Pemilik kawasan Palm Boko, Ozy Sudiro, mengatakan aktivitas tersebut berlangsung sejak Selasa (15/9/2026). Menurutnya, alat berat dan sejumlah pekerja yang disebut berasal dari pihak Sentul City melakukan kegiatan cut and fill di bagian depan lahannya.
"Tanpa izin, mereka memasuki pekarangan kami bahkan menggali tanah kami. Bagian depan mengalami kerusakan," kata Ozy, Kamis (17/9/2026).
Ozy mengaku telah memprotes aktivitas tersebut pada hari pertama.
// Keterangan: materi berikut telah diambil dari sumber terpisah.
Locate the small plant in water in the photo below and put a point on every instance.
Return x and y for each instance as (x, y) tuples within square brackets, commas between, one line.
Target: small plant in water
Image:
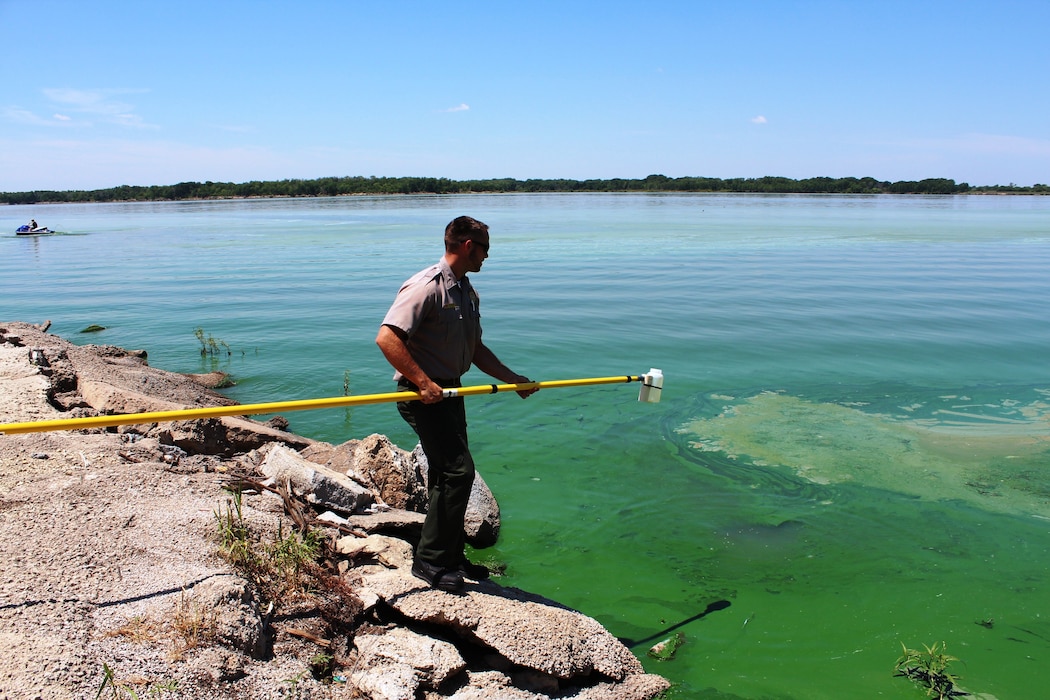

Saat itu, dia bersama pihak yang mengelola lahan menunjukkan dokumen yang disebut sebagai bukti kepemilikan.
"Hari pertama kami sempat protes dan menghentikan kegiatan mereka dengan menunjukkan bukti-bukti kepemilikan lahan secara sah. Sehari berhenti, sekarang mulai lagi," ujarnya.
Menurut Ozy, lahan tersebut diperolehnya dari seorang pensiunan polisi bernama Damanik pada sekitar 1990-an. Dia menyebut selama bertahun-tahun tidak pernah terjadi persoalan terkait lahan tersebut.
Pengelolaan lahan, lanjut Ozy, telah dikuasakan kepada Pepen dan sejumlah rekannya sejak 2012. Dia menyebut pengelolaan tersebut diketahui perangkat desa setempat.